Danach die Tour wieder zurueck, kurzer Stop bei Walgreens um die Pillen zu holen, kleiner Snack beim Mexikaner, weil schon Mittag durch war und zurueck ins Hostel. Den halben Nachmittag schrieb ich am letzten Text, ist ja auch ziemlich lang geworden. Abends fragten dann zwei Maedels, ob ich Lust haette mit in die Frenchmen Street zu fahren, sie wuerden ein Taxi nehmen, Abendessen, vielleicht ein Konzert, wer kann da nein sagen?
IMG_2588Ich bin also mit noch einem anderen Australier mitgekommen. Die Maedels waren schon einmal gemeinsam in New Orleans gewesen und kannten sich ganz gut aus, sie fuehrten uns in einen netten Laden mit sehr kultivierter Livemusik am aeussesrten Ende der Frenchmen Street. Vom Couch Surfing beim letzten Mal kannten sie Roy, der stiess einige Zeit spaeter in Begleitung von drei weiteren jungen Damen noch hinzu. Wir assen zusammen, Roy hielt den Laden am Laufen, erzaehlte lustige Geschichten, stellte Fragen, provozierte originelle Antworten, schaute aber auch immer wieder auf“s Smartphone, lud weitere Freunde und Bekannte ein, organisierte eine kostenlose Fuehrung durch’s Viertel und im Anschluss Karten fuer eine Burlesque Show. Nach dem Essen haben wir uns die Zeit bis dahin etwas auf einem Kuenstlermarkt vertrieben, war nett.
IMG_2597Ich bin noch etwas mit, habe mich aber dann bald entschieden nach Hause zu gehen, ich musste noch durch’s Quarter und ein Streetcar erwischen, hat geklappt, ca. um 23.00 war ich im Hostel und gleich danach im Bett. Beim Fruehstueck wurde mir eben erzaehlt, dass die Burlesque Show grossartig gewesen sein soll, ich haette doch mitgehen sollen.
IMG_2595Jetzt erstmal Check Out aus dem Hostel und Mietwagen am Airport abholen. Es regnet und ist etwas kuehler geworden, also ein guter Grund weiter zu ziehen. Weiss noch gar nicht, wo ich heute Abend sein werde, evtl. kommen die Reiseberichte ab jetzt etwas unregelmaessiger, kann nicht sagen, ob es in den kleinen Motels in Mississippi auch ueberall Internet und zugaengliche Rechner gibt.

8 Kommentare zu „New Orleans Urgent Care – Frenchmen St.

  1. Okay – ich hasse mich selbst dafür, ist aber Berufskrankheit.

    Dennis, du wirst doch bitte eine Auslandsreisekrankenversicherung haben? Die Dinger kosten keine zehn Euro (im JAHR) und sind unersetzlich in Ländern wie Amerika! Heb die Belege auf, reich den Mist nach Ankunft in Deutschland ein und du kriegst die Kohle für Medikamente und Arztbesuch wieder (Abzüglich Selbstbeteiligung, in der Regel 50 €). Die Gesetzliche wird es nicht zahlen!
    Solltest du das nicht haben, schau dir mal, wenn du wieder in Deutschland bist, die Konditionen deiner Kreditkarte an. Oft ist da so eine Police in den Gebühren versteckt *Businesmodus off*

    Wünsch dir gute Besserung. Die Reiseberichte sind mittlerweile Pflichtlektüre geworden. Sehr, sehr spannend – weiter so

  2. Dennis- hey!
    hey- Dennis!

    hope all is well (especially regarding your toe) and you are enjoying yet another trip throughout the southern part of the US.

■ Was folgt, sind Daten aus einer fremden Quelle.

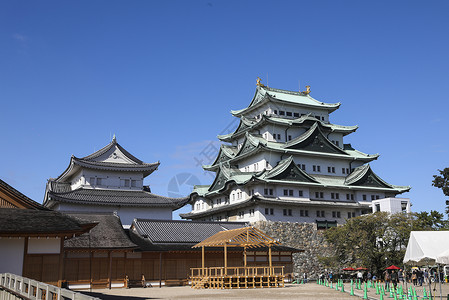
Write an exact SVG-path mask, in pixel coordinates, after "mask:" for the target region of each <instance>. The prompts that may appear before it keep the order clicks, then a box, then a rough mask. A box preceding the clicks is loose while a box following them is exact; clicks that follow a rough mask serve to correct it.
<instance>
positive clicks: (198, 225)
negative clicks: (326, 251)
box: [129, 219, 302, 252]
mask: <svg viewBox="0 0 449 300" xmlns="http://www.w3.org/2000/svg"><path fill="white" fill-rule="evenodd" d="M246 226H248V223H245V222H199V221H181V220H151V219H135V220H134V222H133V224H132V225H131V228H130V230H129V236H130V238H131V240H132V241H133V242H134V243H136V244H137V245H138V246H139V248H140V250H142V251H156V252H161V251H182V252H197V251H201V250H200V249H199V248H192V246H194V245H195V244H197V243H199V242H201V241H203V240H205V239H207V238H209V237H211V236H213V235H214V234H216V233H218V232H228V231H231V230H235V229H239V228H244V227H246ZM257 249H260V250H258V251H266V250H267V249H266V248H264V247H260V248H257ZM272 250H274V251H291V252H301V251H302V250H299V249H296V248H291V247H288V246H281V245H273V246H272ZM208 251H219V252H222V251H223V248H217V247H208ZM229 251H238V252H241V251H243V248H239V247H234V248H233V250H229Z"/></svg>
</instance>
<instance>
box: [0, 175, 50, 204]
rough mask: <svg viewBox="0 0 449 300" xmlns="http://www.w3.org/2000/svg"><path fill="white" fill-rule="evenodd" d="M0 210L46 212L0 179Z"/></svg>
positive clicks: (33, 200)
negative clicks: (26, 209) (31, 210)
mask: <svg viewBox="0 0 449 300" xmlns="http://www.w3.org/2000/svg"><path fill="white" fill-rule="evenodd" d="M0 208H25V209H34V210H48V209H47V208H45V207H44V206H42V204H40V203H37V202H36V201H34V200H32V199H30V198H28V197H27V196H25V195H24V194H22V193H21V192H19V191H18V190H16V189H15V188H13V187H12V186H10V185H9V184H7V183H6V182H4V181H3V180H1V179H0Z"/></svg>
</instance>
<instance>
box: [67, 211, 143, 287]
mask: <svg viewBox="0 0 449 300" xmlns="http://www.w3.org/2000/svg"><path fill="white" fill-rule="evenodd" d="M69 215H70V216H71V217H74V218H76V219H81V220H84V221H85V222H86V221H87V222H92V223H97V224H98V225H97V226H95V227H94V228H93V229H92V230H91V231H89V232H86V233H84V234H83V235H81V236H78V237H75V238H72V239H70V240H66V241H65V242H64V252H65V253H64V261H65V268H64V280H65V281H66V282H67V285H68V287H70V288H100V287H101V288H105V287H109V288H111V287H124V279H125V277H126V274H127V273H132V274H134V269H135V268H136V266H135V263H136V261H135V260H134V259H133V258H134V257H135V254H134V253H133V250H135V249H136V248H137V245H136V244H134V243H133V242H132V241H131V240H130V239H129V237H128V236H127V235H126V233H125V231H124V229H123V227H122V223H121V222H120V218H119V217H118V216H117V215H114V214H107V213H104V214H98V213H96V214H93V213H91V214H89V213H74V212H70V213H69ZM139 263H140V262H137V264H139ZM139 276H140V273H139Z"/></svg>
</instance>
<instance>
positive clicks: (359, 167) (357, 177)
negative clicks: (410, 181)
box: [345, 164, 411, 193]
mask: <svg viewBox="0 0 449 300" xmlns="http://www.w3.org/2000/svg"><path fill="white" fill-rule="evenodd" d="M345 185H348V186H349V185H353V186H369V187H378V188H389V189H394V190H397V191H400V192H401V193H403V192H406V191H408V190H410V189H411V187H410V186H398V185H392V184H389V183H387V182H385V181H384V180H383V179H382V178H380V177H379V176H377V175H376V173H374V172H373V170H372V169H371V166H370V165H369V164H365V165H363V166H360V167H358V168H356V169H355V170H354V171H353V172H352V173H351V174H349V176H348V177H346V180H345Z"/></svg>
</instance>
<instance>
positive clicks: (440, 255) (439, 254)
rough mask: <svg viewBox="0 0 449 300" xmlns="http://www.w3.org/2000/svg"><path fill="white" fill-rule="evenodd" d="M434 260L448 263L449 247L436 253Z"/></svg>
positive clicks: (448, 264) (443, 264) (445, 264)
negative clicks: (435, 258)
mask: <svg viewBox="0 0 449 300" xmlns="http://www.w3.org/2000/svg"><path fill="white" fill-rule="evenodd" d="M436 261H437V263H438V264H443V265H449V249H448V250H446V251H443V252H442V253H440V254H438V256H437V259H436Z"/></svg>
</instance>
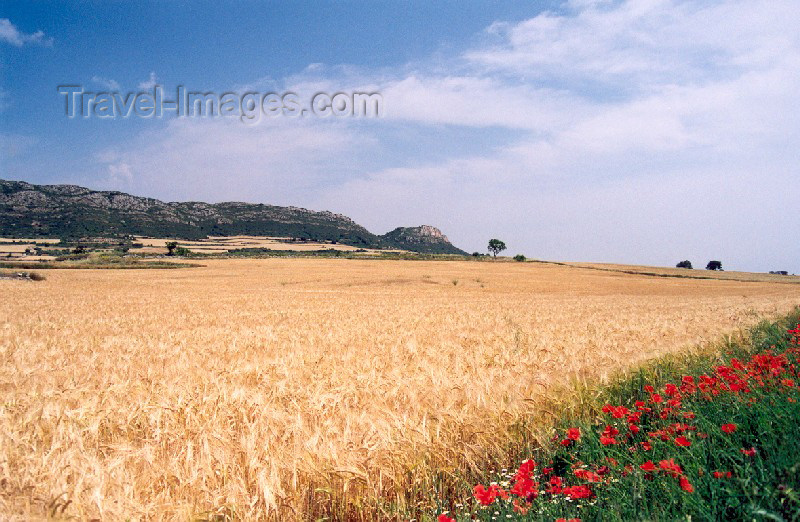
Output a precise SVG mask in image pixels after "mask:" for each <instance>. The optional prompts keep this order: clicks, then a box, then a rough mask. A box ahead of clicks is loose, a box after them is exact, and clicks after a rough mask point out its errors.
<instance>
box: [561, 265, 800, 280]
mask: <svg viewBox="0 0 800 522" xmlns="http://www.w3.org/2000/svg"><path fill="white" fill-rule="evenodd" d="M564 264H565V265H567V266H574V267H579V268H590V269H594V270H608V271H615V272H633V273H637V274H644V275H656V276H665V277H688V278H697V279H722V280H730V281H758V282H774V283H800V276H796V275H778V274H768V273H763V272H736V271H732V272H731V271H724V270H719V271H718V270H702V269H694V270H687V269H685V268H668V267H659V266H639V265H620V264H614V263H564Z"/></svg>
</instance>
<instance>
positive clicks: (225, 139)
mask: <svg viewBox="0 0 800 522" xmlns="http://www.w3.org/2000/svg"><path fill="white" fill-rule="evenodd" d="M369 140H370V138H369V137H364V136H362V137H360V138H358V139H356V137H355V134H354V133H353V132H352V131H349V130H347V129H345V128H342V127H341V126H337V125H336V124H335V122H334V123H332V124H330V125H324V126H314V125H309V124H307V123H304V122H302V121H299V120H293V121H292V123H291V124H287V125H280V124H274V123H272V122H263V123H261V124H259V125H253V126H248V125H243V124H242V123H240V122H239V121H238V120H235V119H222V120H200V119H195V120H190V119H180V120H172V121H170V122H169V124H168V125H167V126H166V127H165V128H163V129H160V130H157V131H151V132H147V133H145V134H142V135H140V136H139V137H138V138H137V139H136V140H135V141H133V142H130V143H127V144H125V145H123V146H120V147H117V148H115V149H108V150H104V151H101V152H100V153H98V154H97V155H96V158H95V159H96V161H97V162H98V164H99V165H100V166H101V167H102V168H103V169H104V171H105V180H104V182H103V184H104V186H105V187H106V188H114V189H118V190H128V191H131V192H134V193H137V194H144V195H150V196H155V197H160V198H165V199H170V200H186V199H192V200H202V201H229V200H244V201H251V202H261V203H275V204H284V205H292V204H295V205H300V204H301V203H302V202H303V201H308V200H309V199H310V196H311V195H313V194H314V193H315V191H317V190H319V189H320V186H321V185H323V184H324V183H326V182H327V179H326V176H330V175H333V174H335V171H336V165H337V163H339V164H341V165H345V164H346V163H347V161H348V158H349V157H350V156H352V155H353V153H354V151H355V148H356V144H359V145H360V146H365V145H368V143H369Z"/></svg>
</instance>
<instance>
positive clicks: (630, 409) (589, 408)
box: [423, 311, 800, 521]
mask: <svg viewBox="0 0 800 522" xmlns="http://www.w3.org/2000/svg"><path fill="white" fill-rule="evenodd" d="M799 315H800V313H798V311H795V312H794V313H793V314H792V315H791V316H789V317H788V318H787V319H785V320H783V321H779V322H776V323H762V324H760V325H759V326H757V327H756V328H754V329H753V330H752V331H751V332H750V335H749V336H746V337H741V338H738V339H731V338H728V339H726V340H725V342H724V343H723V344H722V345H721V346H720V347H719V349H718V350H716V351H713V352H706V353H700V354H696V355H690V356H686V357H683V358H681V357H671V358H667V359H662V360H660V361H657V362H655V363H653V364H651V365H649V366H647V367H645V368H642V369H641V370H639V371H638V372H636V373H634V374H632V375H629V376H627V377H624V378H622V379H620V380H619V381H617V382H616V383H615V384H613V385H611V386H608V387H605V388H602V389H601V390H599V391H598V392H597V393H594V394H593V396H592V397H591V398H589V399H587V400H585V401H582V402H580V403H578V405H577V406H576V407H575V408H574V409H572V410H566V409H565V410H564V411H563V412H562V414H561V416H560V418H559V420H558V421H557V422H556V424H555V426H556V427H555V431H554V437H553V439H552V440H550V442H548V443H546V444H544V445H542V446H539V447H531V448H529V451H528V453H527V455H526V456H525V457H524V458H531V459H533V460H534V461H536V463H537V466H536V468H535V470H533V471H532V473H531V474H530V475H526V476H527V477H528V478H530V479H531V480H533V481H536V482H537V483H538V485H536V486H532V485H531V483H526V482H524V481H520V489H519V491H521V492H522V493H523V496H524V498H520V497H519V496H517V495H514V494H513V493H512V494H510V495H509V498H508V500H504V499H503V498H501V497H502V496H503V495H505V494H506V493H503V494H501V495H500V496H498V497H497V498H496V499H494V500H493V502H492V503H491V504H490V505H488V506H484V505H481V504H480V502H478V500H476V498H475V495H474V494H473V493H474V492H473V491H471V490H470V488H465V489H466V490H465V491H460V492H452V491H451V492H449V495H439V498H438V500H439V503H440V505H439V509H438V510H436V513H435V514H439V513H441V512H442V511H445V510H446V511H447V512H448V514H449V516H451V517H454V518H456V519H457V520H459V521H461V520H469V519H473V518H474V519H478V520H486V521H492V520H555V519H558V518H566V519H568V520H569V519H571V518H580V519H582V520H785V521H796V520H800V434H798V428H800V388H798V383H799V382H800V378H798V373H799V372H800V370H798V366H800V364H798V359H799V358H800V346H798V345H797V344H796V343H797V338H796V337H795V338H794V340H793V339H792V334H791V333H789V332H787V330H788V329H789V328H791V327H793V326H794V325H796V324H797V322H798V319H799V317H798V316H799ZM768 354H772V355H776V356H777V355H780V354H783V356H784V357H785V358H786V359H785V361H783V360H782V359H775V358H773V357H772V355H768ZM754 356H757V357H755V358H754ZM735 361H741V363H742V365H741V366H737V368H742V369H736V368H733V369H732V370H724V369H721V368H720V367H725V368H731V365H732V364H738V363H735ZM767 363H771V364H772V366H764V365H765V364H767ZM773 371H774V372H778V373H777V374H776V375H773V374H772V373H771V372H773ZM701 375H706V376H707V377H708V378H709V379H707V381H708V382H711V383H713V384H706V385H705V391H702V390H700V389H698V386H697V384H696V383H698V382H700V381H699V376H701ZM689 376H691V377H692V378H693V382H694V383H695V384H693V385H689V384H683V386H682V380H681V379H682V378H683V377H689ZM726 379H727V380H726ZM786 379H789V380H791V381H792V382H791V383H790V382H789V381H788V380H786ZM687 381H688V379H687ZM669 383H672V384H674V385H675V388H671V387H668V386H667V385H668V384H669ZM790 384H791V385H790ZM647 386H652V387H653V388H654V390H655V393H657V394H658V395H659V396H660V397H661V398H662V401H661V402H654V400H658V398H657V397H655V395H653V393H651V392H649V391H646V390H645V387H647ZM737 386H745V388H744V389H737ZM648 390H649V388H648ZM715 390H716V391H715ZM670 397H672V398H673V399H676V400H679V401H680V404H677V403H673V404H672V406H667V405H666V404H667V403H666V401H667V400H669V399H670ZM636 401H643V403H644V404H642V403H639V405H638V407H637V404H636ZM604 404H608V405H609V406H607V407H606V408H605V411H603V408H602V406H603V405H604ZM620 407H626V408H628V410H629V411H628V412H627V413H623V412H624V410H621V409H620ZM646 408H650V409H652V411H646V410H645V409H646ZM637 410H639V411H640V412H641V413H640V414H639V415H640V418H638V419H635V418H632V417H630V415H631V414H634V415H635V414H636V412H637ZM615 413H616V415H615ZM662 416H663V418H662ZM617 417H619V418H617ZM630 424H633V425H635V426H638V428H639V433H633V432H632V431H631V430H630V428H629V425H630ZM726 424H734V425H736V430H735V431H734V432H732V433H726V432H724V431H723V430H722V428H721V427H722V426H723V425H726ZM676 425H677V426H676ZM607 426H611V428H612V430H613V429H616V430H618V431H619V434H617V435H613V436H611V437H610V439H613V441H614V442H615V443H614V444H611V443H609V442H611V441H610V440H609V439H606V440H605V442H606V443H607V444H603V443H602V442H601V441H602V439H601V437H602V435H601V434H602V432H604V431H605V430H606V427H607ZM676 427H677V428H678V431H677V432H676V431H675V428H676ZM569 428H579V429H580V432H581V436H580V438H579V439H578V440H577V441H572V442H569V443H568V444H567V445H562V443H561V441H565V440H569V439H568V437H567V433H568V431H567V430H568V429H569ZM670 428H672V431H671V432H670V431H669V430H670ZM612 433H613V431H612ZM651 433H652V434H655V435H650V434H651ZM679 437H684V438H685V439H686V440H685V441H684V440H683V439H680V438H679ZM643 442H647V443H649V445H650V446H651V449H646V446H645V445H643V444H642V443H643ZM677 442H682V443H684V444H687V443H688V444H689V445H688V446H682V445H679V444H678V443H677ZM631 448H635V451H631ZM751 448H754V449H755V453H754V454H753V455H747V454H744V453H743V452H742V450H750V449H751ZM669 459H673V461H674V462H675V463H676V464H677V465H679V466H680V473H679V474H678V473H669V472H667V471H664V470H663V469H662V468H661V465H660V463H661V462H662V461H668V460H669ZM521 460H522V459H518V460H517V461H516V465H519V464H520V461H521ZM648 462H652V463H653V465H654V466H655V468H656V470H655V471H650V472H648V471H646V470H645V469H643V468H642V466H643V465H644V466H645V467H647V463H648ZM580 470H585V471H580ZM516 471H517V470H516V469H515V468H512V469H509V470H508V471H506V472H502V471H501V472H499V473H489V472H487V473H485V474H484V475H483V477H481V478H479V479H478V480H474V481H473V483H474V482H478V483H481V484H482V485H483V486H484V487H485V488H491V486H490V484H491V483H495V484H496V486H495V488H502V489H503V490H505V491H507V492H508V491H511V490H512V489H513V487H514V486H515V484H516V483H517V480H516V478H515V477H514V475H515V472H516ZM576 471H578V475H577V476H576ZM715 471H716V472H719V473H722V474H723V476H722V477H719V478H718V477H716V476H715V475H714V472H715ZM587 472H588V473H589V474H588V475H587ZM728 472H730V477H728V476H727V474H728ZM593 474H596V475H593ZM581 475H582V476H581ZM553 477H560V478H561V480H562V483H563V487H567V486H578V487H579V488H578V489H575V490H567V491H568V492H569V493H572V494H573V495H572V497H573V498H570V495H569V494H567V495H565V494H564V492H563V490H562V491H560V492H559V491H558V488H553V487H552V485H551V483H550V482H549V481H550V480H552V478H553ZM465 482H469V479H468V478H467V479H465ZM682 482H683V485H684V488H682V486H681V484H682ZM689 484H690V486H689ZM470 485H473V484H470ZM526 485H527V487H524V486H526ZM582 486H584V487H585V489H584V488H583V487H582ZM548 490H550V492H547V491H548ZM687 490H691V491H687ZM529 491H535V492H536V495H535V498H533V497H534V496H533V495H531V496H528V492H529ZM581 492H585V493H587V494H588V495H589V496H588V497H587V498H575V497H578V496H580V493H581ZM491 497H492V495H491V494H489V495H488V496H486V497H484V501H488V500H491ZM515 500H516V503H517V507H516V508H515V506H514V501H515ZM432 515H433V514H429V515H428V516H427V517H423V518H432Z"/></svg>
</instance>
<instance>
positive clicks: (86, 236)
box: [0, 180, 465, 254]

    dude- i must say i am simply taken aback at how you are out and about despite having a big family, teaching, recording (w/ several outfits) and what not!
    i really don’t have any idea how you manage to do all the things you do…
    this is plain ridiculous!

    now today i finally found some tym (and equally important: the right frame of mind) to actually sit down and read all of your interesting blog entries.
    and boy-oh-boy: i almost spilled a tear b/c i had so many memories coming back to me. you know i’ve been to all these places as well while i lived in the States…
    even better: my gypsy american girl by my side that took on the role of being my very personal travel guide w/ an in-depth-background-knowledge of all the national historic and music history…so seeing the pictures you took and reading all about it really got to me. overwhelming!

    i cannot wait to have coffee w/ you once you’re back hence i do hope you will count me in to that elite circle of friends you’ll have over at your home for storytym!
    😉

    nada brahma & namasté,

    • @Marius: Sure, I count you in. Alle mehrfachen Kommentatoren bekommen eine Einladung. Freue mich auch schon auf den gemeinsamen Abend. Stay tuned!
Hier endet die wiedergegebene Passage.